Charlotte outside Kingsdown Primary School
Charlotte outside Kingsdown Primary School

There is nothing more important than our children’s and grandchildren’s futures; as a former teacher, educational textbook writer, exam marker and current primary school governor, I feel this to my very core. I’m also mum to two young children, so I see first-hand the effect cuts have had on our state schools. This is why I’ve made education one of my very top priorities.

I want our children to learn in the best schools and colleges so there is no ceiling to their ambition and I will fight for the investment needed to deliver that. Sadly, the Conservative government do not share that view and are inflicting millions of pounds of spending cuts on our schools. Sometimes local Conservatives seek to pretend that the children are benefiting from the new funding arrangements, but that’s just not true. The cut statistics have been confirmed, not by Labour, but by respected independent bodies such as Institute for Fiscal Studies and the National Audit Office.

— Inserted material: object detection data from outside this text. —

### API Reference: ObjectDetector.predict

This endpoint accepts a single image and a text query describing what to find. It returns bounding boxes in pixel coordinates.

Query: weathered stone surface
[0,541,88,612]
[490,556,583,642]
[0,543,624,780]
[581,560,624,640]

Firstly, the figures my opponents use are indicative figures which will not apply to our schools in reality. The National Funding Formula will on average raise funding by 1.7% in its first year if applied BUT that increase is not nearly enough to cover the increases in costs schools will face due to rising pupil numbers, inflation and the cutting of the £615m education services grant. So what happens in the majority of schools is an outright cut. See projected cuts to individual schools in the area by clicking here.

Many schools in Dover, Deal and the villages are seeing over £300 per pupil slashed from their budgets. The local grammar schools do comparatively well in this new funding formula, but most others, including almost all primary schools are losing out. This is not a fair funding formula, this is a broken system. Headteachers and teaching unions agree with me. 

There are also current threats to merge Deal’s primary schools into a Multi-Academy Trust (MAT) and I stand against this move. I feel that there is no need for more more Academies in our area. In fact, I believe there should be no need for any more Academies at all and that strong, fully-funded local authority-run education is the future we should be championing for our children.

All Deal’s primary schools are already rated as at least ‘good’ and they already work closely together as part of the Deal Learning Alliance. Why cannot other options such as increasing Co-operative modelling, bulk purchasing and skills sharing be developed instead of an irreversible merger into a MAT? Academies can mean lower pay for teachers, no guarantee that future leaders won’t cream off big salaries at the expense of our children’s learning experiences, and they can begin the employment of unqualified teachers. Turning schools into academies can also mean that MATs can do away with local governing boards, meaning less parent involvement and less local accountability. Whilst the current proposals for the Deal schools promise that many of these things won’t happen, there is no guarantee that future leaders of any Deal MAT or future trustees in the years to come won’t move the goalposts and change the ethos of the merger.

I’ve worked in state schools in areas of real social deprivation and I’ve worked at Eton College – there can’t be many MPs, or indeed candidates, who can really claim to have seen both sides of the educational divide and thus really know the real state of educational inequality in our country.

Where do I stand on other key education issues? Well, I would like proper taxation of private schools as businesses not charities; I would like a fully funded and fair comprehensive school system across the whole of the UK, I would abolish all SATS and ensure that all curriculum design is teacher-led. I would work to introduce free school transport to all secondary schools where they are over a mile from a student’s home; I would introduce universal free school meals to all primary-aged children.